Après avoir fait connaissance avec le
proviseur, les jeunes gens se firent amener respectivement dans leur classe.
Ludwig se trouvait en deuxième année et se trouvait en classe avec Mira. Il en
fut quelque peu soulagé. Quand Reï fut envoyé dans la même classe que Maeva. La
jeune fille fut ravie de le revoir. Celui-ci, après s’être présenté devant
toute la classe, s’installa près de la jeune fille au grand dam de la plupart
des autres demoiselles.
À la pause déjeunée, il n’eut pas le
temps de demander à Maeva où elle mangeait qu’il fut complètement accaparé par
les autres élèves et surtout par un groupe de fille que tout le monde
surnommait les déesses.
Maeva lui fit un petit signe de pitié.
Puis elle rejoignit son coin habituel. Elle aimait beaucoup s’installer sur un
banc, le plus éloigné. Il ne se trouvait pas très loin du chemin qui menait
vers la salle de sport. Elle croqua à pleine dent son sandwich et dégusta. Il
n’y avait pas à dire, mais son père était un vrai cordon-bleu. Elle s’y
trouvait depuis dix minutes qu’elle fut vite rejointe par un garçon de sa
taille, habillé d’un jean et d’une chemise débraillée, les cheveux brun coupé
très court et portait avec style une paire de lunettes de myope.
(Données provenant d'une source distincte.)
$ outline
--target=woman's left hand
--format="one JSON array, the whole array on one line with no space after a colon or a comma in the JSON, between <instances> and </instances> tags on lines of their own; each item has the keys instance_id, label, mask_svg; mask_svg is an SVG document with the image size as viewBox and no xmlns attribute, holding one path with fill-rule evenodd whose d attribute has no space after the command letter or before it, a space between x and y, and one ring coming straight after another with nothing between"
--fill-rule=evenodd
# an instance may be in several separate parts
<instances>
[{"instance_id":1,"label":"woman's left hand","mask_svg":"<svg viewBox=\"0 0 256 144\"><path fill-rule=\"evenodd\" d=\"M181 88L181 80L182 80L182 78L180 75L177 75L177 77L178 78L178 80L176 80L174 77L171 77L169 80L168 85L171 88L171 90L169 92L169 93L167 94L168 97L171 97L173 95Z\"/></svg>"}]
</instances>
Les déesses le surnommaient l’intello
ou l’illuminé. Mais le garçon s’en fichait royalement. Il était comme il
l’était et il ne changerait pas pour tout l’or du monde.
-
Tu es encore toute seule Maeva ?
La jeune fille sourit.
-
Mieux vaut être seule que mal accompagné, Killian.
-
Alors, je te dérange peut-être ?
-
Non, toi ça va. Tu n’es pas ennuyeux comme la plupart le sont.
-
Parce que tu nous trouves ennuyeux, Mav ?
La jeune fille sursauta et se retourna
vers les deux nouveaux arrivants. Elle se mordit les lèvres.
-
Désolée, Lud ! Je ne parlais pas de vous deux, évidemment.
-
Tu n’es pas gentille Maeva ! Tu aurais pu évité de me laisser avec ces
poufs sans cervelles ! s’exclama Reï.
-
Pardon ! Mais c’était trop mortel de te voir accaparé de la sorte. Mais
finalement, tu t’en es sorti, non ?
-
Parce Ludwig est venu à ma rescousse. C’est incroyable ! À peine, il est arrivé
que tout le monde se soit éclipsé sur la pointe des pieds. C’est fendant !
Killian, toujours assis près de son
amie, regardait les deux grands avec des yeux ronds. L’un faisait un peu peur avec
ses tatouages et ses piercings alors que l’autre ressemblait à un top model. Il
jeta un coup d’œil à Maeva. Elle semblait très bien les connaître. Pourtant
depuis le début de l’année, il l’avait toujours rencontré seul. Elle ne
semblait pas avoir de véritable ami. Il sursauta quand il croisa le regard
gris-bleu du percé. Il se sentait un peu intimidé face au géant.
-
Je vous présente mon ami, Killian Osborne. Il est déjà en troisième année.
-
Ce minus se trouve en dernière année ? s’exclama Ludwig en détaillant de
la tête au pied le garçon qui se sentit mal à l’aise.
-
Ne fais pas trop attention à ce qu’il dit, Killian. Ce garçon est un vrai abruti
et dit souvent des âneries plus grosses que sa tête.
-
Ravie de te connaître Killian. Moi, je suis Reï Harada. Je suis nouveau ici.
Le terminal fut ravi de l’intervention
du blond. Ils se serrèrent la main. Puis finalement, le percé se présenta
également. Killian fut réellement surpris. D’habitude, ce genre de personne ne
lui adressait pas la parole, soit il l’ignorait, soit il devenait leur bouc
émissaire. Maeva lui avait déjà dit de ne pas se fier aux apparences, car
souvent elles étaient trompeuses. Le bon exemple était les
« déesses ». Elles ressemblaient toutes les cinq à des mannequins,
elles vous adressaient la parole et des sourires à tout va, mais par-derrière,
elles vous faisaient des crasses, vous rabaissaient et surtout, elles
s’amusaient avec vos sentiments. Maeva en avait déjà subi les frais, maintenant
elle préférait rester éloignée de ces pimbêches.